Postby Mister Tee » Sat Aug 19, 2017 2:35 pm

I only just saw this post, and a few comments

The Original BJ wrote:Watching this version of King Kong last week, I found myself wondering, what is it about this material that has continued to excite filmmakers so much? It's not like the various incarnations provide much in the way of fresh takes, though at least Peter Jackson's was a genuine technical wow. Maybe the '76 film was in its time, but I have my doubts -- there's certainly nothing about the photography that's impressive on a craft level aside from scope.


Answer: no, the film was not seen as impressive, even technically. Its few Oscar nods were due to its positioning as a pre-sold blockbuster -- really the first of those we'd ever seen. And, even though the film wasn't even as big a commercial deal as anticipated, it got support from those parts of the Academy used to propping up the white elephants from the early 60s on.

The Original BJ wrote:It's also worth noting that Wexler pioneered a rather groundbreaking photographic technique with this film, and that's the use of Steadicam, which allowed the camera to weave gracefully through its environments, giving us a sense we were casually observing the film's downtrodden characters in a manner that cinema hadn't really given us before.

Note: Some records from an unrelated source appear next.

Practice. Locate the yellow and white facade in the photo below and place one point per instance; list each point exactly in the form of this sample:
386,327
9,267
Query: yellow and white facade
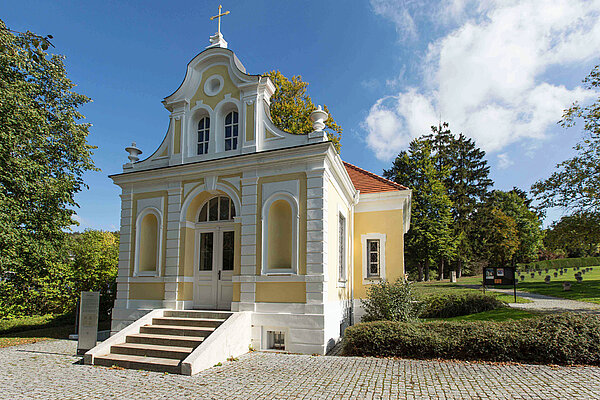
232,213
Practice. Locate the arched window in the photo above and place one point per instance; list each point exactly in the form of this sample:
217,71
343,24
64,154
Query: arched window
231,130
203,135
148,243
280,236
219,208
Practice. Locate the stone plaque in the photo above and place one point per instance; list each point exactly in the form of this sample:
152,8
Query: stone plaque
88,321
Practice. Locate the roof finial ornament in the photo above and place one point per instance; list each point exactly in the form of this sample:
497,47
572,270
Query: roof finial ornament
217,39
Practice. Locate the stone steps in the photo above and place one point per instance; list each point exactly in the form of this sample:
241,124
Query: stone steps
139,362
162,345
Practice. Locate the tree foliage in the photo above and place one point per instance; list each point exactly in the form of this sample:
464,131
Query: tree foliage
43,155
291,107
430,237
575,185
576,235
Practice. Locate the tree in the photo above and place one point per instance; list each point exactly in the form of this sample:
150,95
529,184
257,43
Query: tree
575,185
43,155
95,264
501,205
467,182
429,237
497,239
576,235
291,107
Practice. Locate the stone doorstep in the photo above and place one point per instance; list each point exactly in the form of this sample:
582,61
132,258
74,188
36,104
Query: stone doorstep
152,350
180,321
140,362
165,340
177,330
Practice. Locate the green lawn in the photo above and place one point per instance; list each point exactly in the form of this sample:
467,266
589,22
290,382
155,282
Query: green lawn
588,290
441,288
501,314
25,330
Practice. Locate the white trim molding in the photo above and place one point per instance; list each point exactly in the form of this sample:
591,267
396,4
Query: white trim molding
138,232
292,201
365,264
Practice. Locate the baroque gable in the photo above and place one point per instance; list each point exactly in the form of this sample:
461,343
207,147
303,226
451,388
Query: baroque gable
219,111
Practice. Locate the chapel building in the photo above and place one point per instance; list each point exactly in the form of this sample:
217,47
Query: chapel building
232,213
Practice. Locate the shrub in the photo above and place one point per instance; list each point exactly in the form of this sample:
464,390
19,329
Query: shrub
391,302
456,305
553,339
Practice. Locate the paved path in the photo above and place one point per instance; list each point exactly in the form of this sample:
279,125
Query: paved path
545,303
49,370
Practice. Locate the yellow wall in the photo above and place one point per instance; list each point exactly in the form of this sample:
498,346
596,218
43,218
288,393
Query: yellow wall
334,204
280,235
228,87
390,223
134,213
249,122
280,292
177,137
148,243
185,291
147,291
301,177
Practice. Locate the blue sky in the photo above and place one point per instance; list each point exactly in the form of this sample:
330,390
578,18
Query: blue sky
500,71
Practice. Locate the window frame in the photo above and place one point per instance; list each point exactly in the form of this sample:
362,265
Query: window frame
367,277
159,247
342,248
293,270
206,131
231,125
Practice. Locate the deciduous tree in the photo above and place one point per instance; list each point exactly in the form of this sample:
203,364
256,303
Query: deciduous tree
291,107
43,156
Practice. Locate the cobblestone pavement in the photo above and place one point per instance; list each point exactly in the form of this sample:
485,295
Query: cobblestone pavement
50,370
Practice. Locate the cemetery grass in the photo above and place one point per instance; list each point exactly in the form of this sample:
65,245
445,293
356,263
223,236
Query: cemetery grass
588,290
444,288
24,330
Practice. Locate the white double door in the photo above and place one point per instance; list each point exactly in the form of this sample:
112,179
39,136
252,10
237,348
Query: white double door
215,246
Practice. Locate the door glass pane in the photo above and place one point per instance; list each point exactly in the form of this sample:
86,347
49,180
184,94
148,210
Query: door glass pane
213,212
224,208
206,246
228,244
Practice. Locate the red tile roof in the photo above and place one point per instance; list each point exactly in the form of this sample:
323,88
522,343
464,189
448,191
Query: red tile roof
368,182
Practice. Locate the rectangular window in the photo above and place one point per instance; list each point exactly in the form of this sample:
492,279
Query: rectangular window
276,340
373,258
342,248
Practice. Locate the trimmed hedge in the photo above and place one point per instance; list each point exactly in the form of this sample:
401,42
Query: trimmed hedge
455,305
563,263
553,339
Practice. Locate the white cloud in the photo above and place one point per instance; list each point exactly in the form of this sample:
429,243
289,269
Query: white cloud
487,77
504,161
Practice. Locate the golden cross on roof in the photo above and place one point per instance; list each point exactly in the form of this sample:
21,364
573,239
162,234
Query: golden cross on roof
219,18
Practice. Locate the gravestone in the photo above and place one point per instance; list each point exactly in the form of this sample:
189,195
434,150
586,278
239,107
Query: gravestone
88,321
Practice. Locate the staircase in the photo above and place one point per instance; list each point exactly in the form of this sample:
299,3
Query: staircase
162,345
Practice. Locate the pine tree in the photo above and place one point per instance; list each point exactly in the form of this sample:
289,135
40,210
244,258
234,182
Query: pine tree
430,236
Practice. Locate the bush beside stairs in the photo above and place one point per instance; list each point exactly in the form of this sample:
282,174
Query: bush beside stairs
163,344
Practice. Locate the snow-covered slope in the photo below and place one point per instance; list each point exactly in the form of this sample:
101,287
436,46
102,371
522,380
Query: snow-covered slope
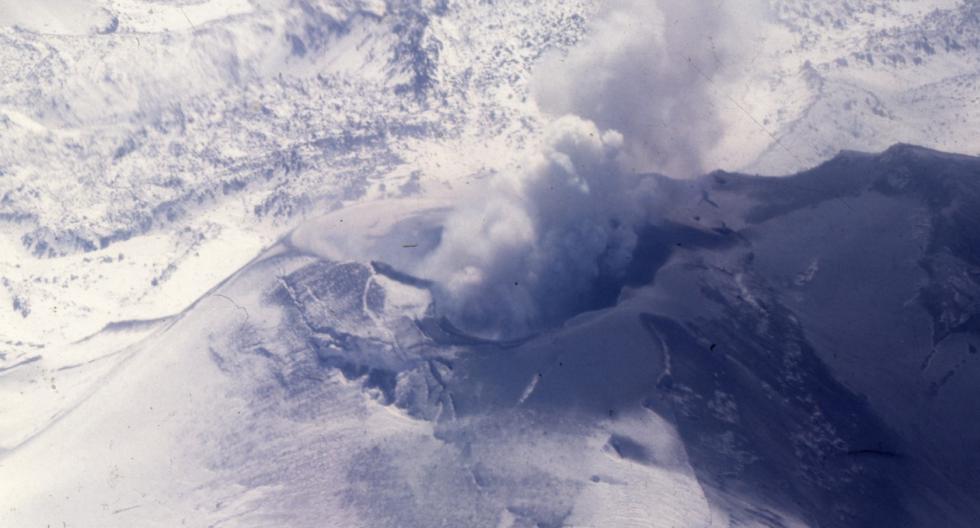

The Steadicam was at that point a very new invention, and one that I welcomed with huge relief. In the years just prior, many directors had found traditional studio cameras too confining/stultifying, and we'd begun to see significant use of hand-held cameras in an attempt to create greater verisimilitude. The problem was, often the hand-held-shot scenes made one dizzy (as many complained they did, years later, in the early scenes of Husbands and Wives). The Steadicam was a glorious compromise -- enabling the freedom of the hand-held with the stability of the studio machines. The tracking shot as we have come to know and love it in the decades since would not have been possible without this invention (which was the recipient of a Scientific/Technical Oscar -- one of the most visible ever given in that category).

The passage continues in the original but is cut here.